WGet Gotcha while using with Crontab
Its pretty common in webapps to use Crontab to check for certain thresholds at regular intervals and send notifications if the threshold is crossed. Typically I would expose a secret URL and use WGet to invoke that URL via a cron.
The following cron will invoke the secret_url every hour.
0 */1 * * * /usr/bin/wget "http://nareshjain.com/cron/secret_url" |
Since this is running as a cron, we don’t want any output. So we can add the -q and –spider command line parameters. Like:
0 */1 * * * /usr/bin/wget -q --spider "http://nareshjain.com/cron/secret_url" |
–spider command line parameter is very handy, it is used for a Dry-run .i.e. check if the URL actually exits. This way you don’t need to do things like:
wget -q "http://nareshjain.com/cron/secret_url" -O /dev/null |
But when you run this command from your terminal:
wget -q --spider "http://nareshjain.com/cron/secret_url" Spider mode enabled. Check if remote file exists. --2013-10-09 09:05:25-- http://nareshjain.com/cron/secret_url Resolving nareshjain.com... 223.228.28.190 Connecting to nareshjain.com|223.228.28.190|:80... connected. HTTP request sent, awaiting response... 404 Not Found Remote file does not exist -- broken link!!! |
You use the same URL in your browser and sure enough, it actually works. Why is it not working via WGet then?

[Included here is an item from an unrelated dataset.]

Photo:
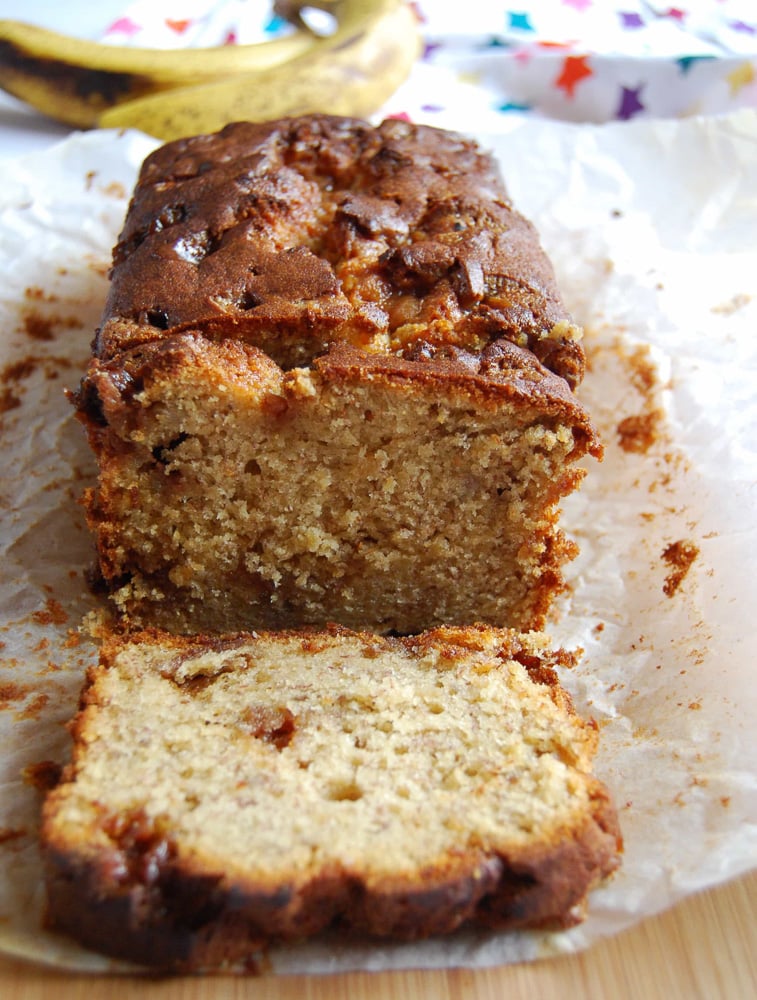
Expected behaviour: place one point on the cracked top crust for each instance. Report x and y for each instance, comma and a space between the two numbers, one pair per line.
302, 233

The catch is, –spider sends a HEAD HTTP request instead of a GET request.
You can check your access log:
my.ip.add.ress - - [09/Oct/2013:02:46:35 +0000] "HEAD /cron/secret_url HTTP/1.0" 404 0 "-" "Wget/1.11.4" |
If your secret URL is pointing to an actual file (like secret.php) then it does not matter, you should not see any error. However, if you are using any framework for specifying your routes, then you need to make sure you have a handler for HEAD request instead of GET.